1. Gaussian elimination is a name given to a well known method of solving simultaneous equation by successively eliminating _________
a) Variables
b) Equations
c) Unknown
d) Algorithms
Explanation: Gaussian elimination is an approach for solving equations type of Ax=B in matrix form. Gaussian elimination is a name given to a well known method of solving simultaneous equation by successively eliminating Unknowns.
2. Step number in Gaussian elimination is denoted as ___________
a) Superscript
b) Subscript
c) Unknown
d) Elimination
Explanation: Gaussian elimination is an algorithm for solving systems of linear equations. The idea at step 1 is to use equation 1 (first row) in eliminating x1 from remaining equations.

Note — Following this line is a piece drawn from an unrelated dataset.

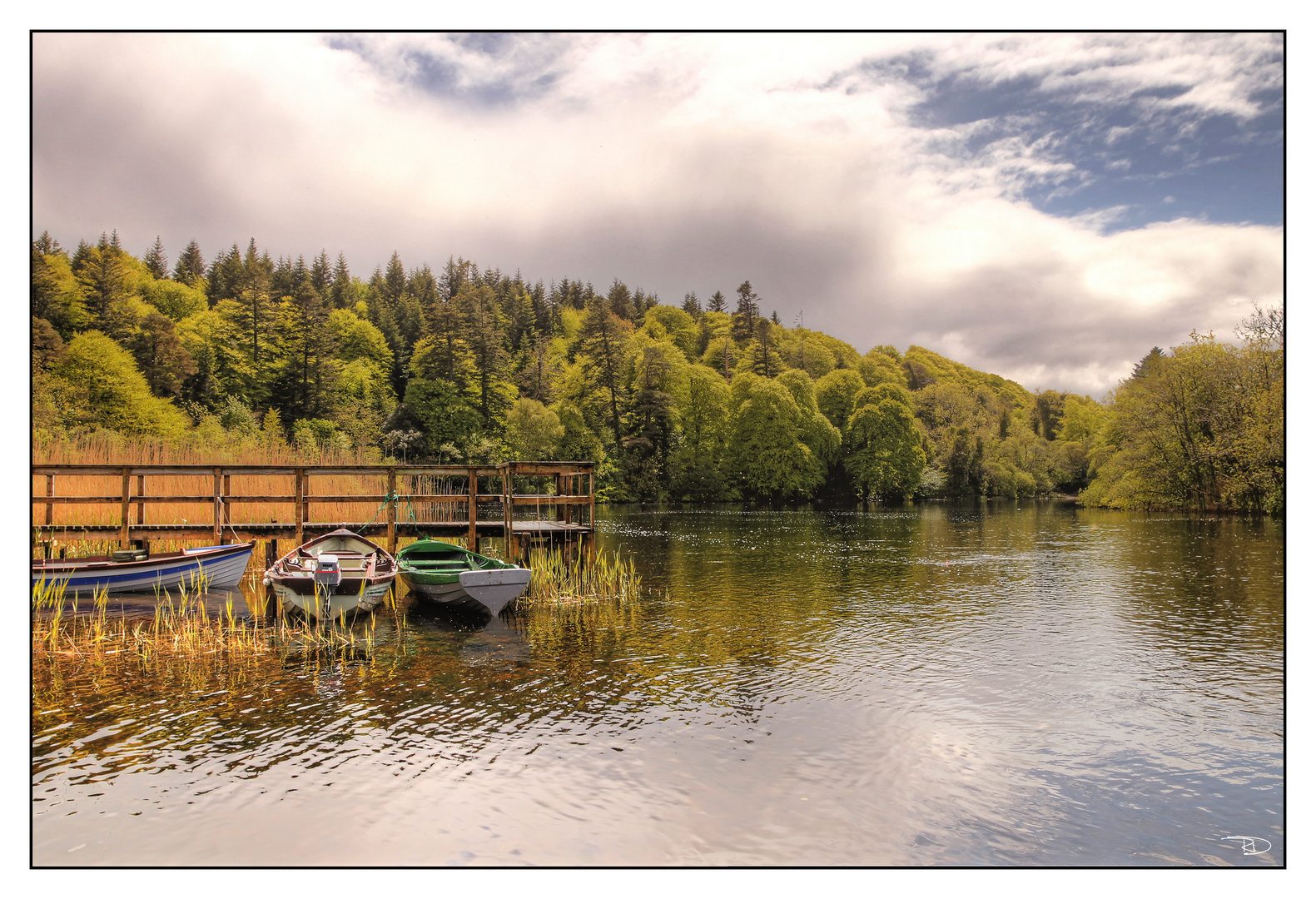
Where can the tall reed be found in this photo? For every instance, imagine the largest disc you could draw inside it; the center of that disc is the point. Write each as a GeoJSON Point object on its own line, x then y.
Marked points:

We know the step numbers as superscript set in parentheses.
3. In Gaussian elimination, A is defined as symmetric matrix then its multiplier is defined as ____
a) C = akk/aik
b) C = aki/akk
c) C = aik/akk
d) C = akk/aki
Explanation: In a Gaussian elimination, If A is a symmetric matrix then its algorithm can be modified in two methods, one method is its multiplier is defined as C = aki/akk. 2nd modification is related to DO LOOP.
4. A banded matrix is defined as ____________
a) Non zero elements are contained in band
b) Zero elements are contained in a band
c) Non zero elements are contained out of a band
d) Both Non zero elements and Zero elements
Explanation: A band matrix is a sparse matrix whose non zero entries are confined to a diagonal band. In a banded matrix, all of the non zero elements are contained within a band; outside of the band all elements are zero.

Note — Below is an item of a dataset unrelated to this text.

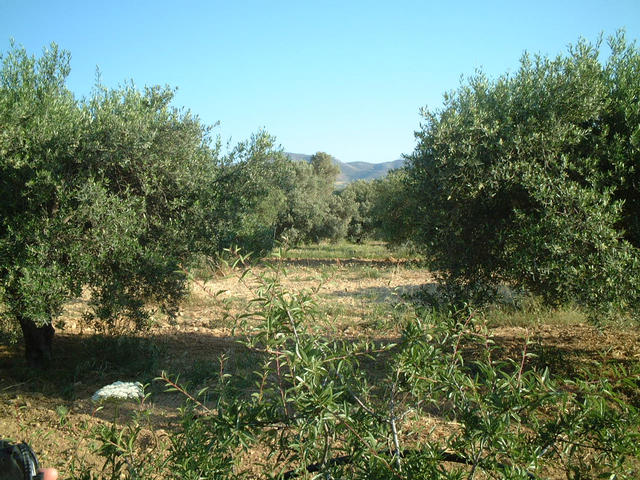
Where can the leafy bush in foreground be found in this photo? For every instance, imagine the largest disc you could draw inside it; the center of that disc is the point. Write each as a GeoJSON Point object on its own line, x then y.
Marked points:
{"type": "Point", "coordinates": [443, 405]}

5. In a symmetric banded matrix __________
a) aij=aji
b) aji*aij
c) aij≠aji
d) aii=ajj
Explanation: For a symmetric banded matrix aij=aji. A symmetric banded matrix is a symmetric matrix whose nonzero elements are arranged uniformly near the diagonal.
6. Consider a nxn symmetric matrix: \(
\begin{array}{c} &
\begin{array}{c c c c c c c c c} \underleftrightarrow{\quad \quad n b w\quad \quad} & & & & & & & &\\
\end{array} \\
&
\left[
\begin{array}{c c c c c c c c c}
x & x & x & x \\
& x & x & x & x \\
& & x & x & x & x \\
& & & x & x & x & x \\
& & & & x & x & x & x \\
& & & & & x & x & x & x \\
\end{array}
\right]
\end{array}
\) here nbw is called as ______
a) Full band width
b) Half band width
c) Semi band width
d) Co band width
Explanation: In semi banded matrix of nxn matrix nbw is denoted as Half band width of the matrix. By this we can easily be solved further. The term band or banded matrix is used for a matrix whose band width is reasonably small.
7. The line separating from the top zeros from the first non-zero element is called ____
a) Equation
b) Gaussian solution
c) Skyline solution
d) Both Gaussian and skyline solutions
Explanation: If there are zeros at the top of the column, only the elements starting from the first non zero value need be stored. The line separating from the top zeroes from the first non- zero element is called Skyline solution.
8. Frontal method is a _______ of Gaussian elimination method that uses the structure of finite element problem.
a) Structure
b) Variation
c) Algorithm
d) Data
Explanation: Frontal method is a variation of Gaussian elimination method that uses the structure of finite element problem. Elements can be stored in-core in a clique sequence as recently proposed by areas, this subset is called front and it is essentially the transition region between the part of the system already finished.
9. Frontal method is implemented for ________
a) Hexahedral element
b) Polyhedral element
c) Octahedral element
d) Both Hexahedral and Polyhedral
Explanation: The frontal method is implemented for the hexahedral element. By this method we can recombine tetrahedral element to hexahedral element. However, non conformal quadrilateral faces adjacent to triangular faces.
10. Frontal method involves __________
a) Computer programming
b) Manual programming
c) C- programming
d) Computing
Explanation: The elimination process is handled by writing the eliminated equation to the computer hard disk. Processing the front involves dense matrix operations, which use the CPU efficiently. In a typical implementation, only the front is in memory while factors in decomposition are written into files.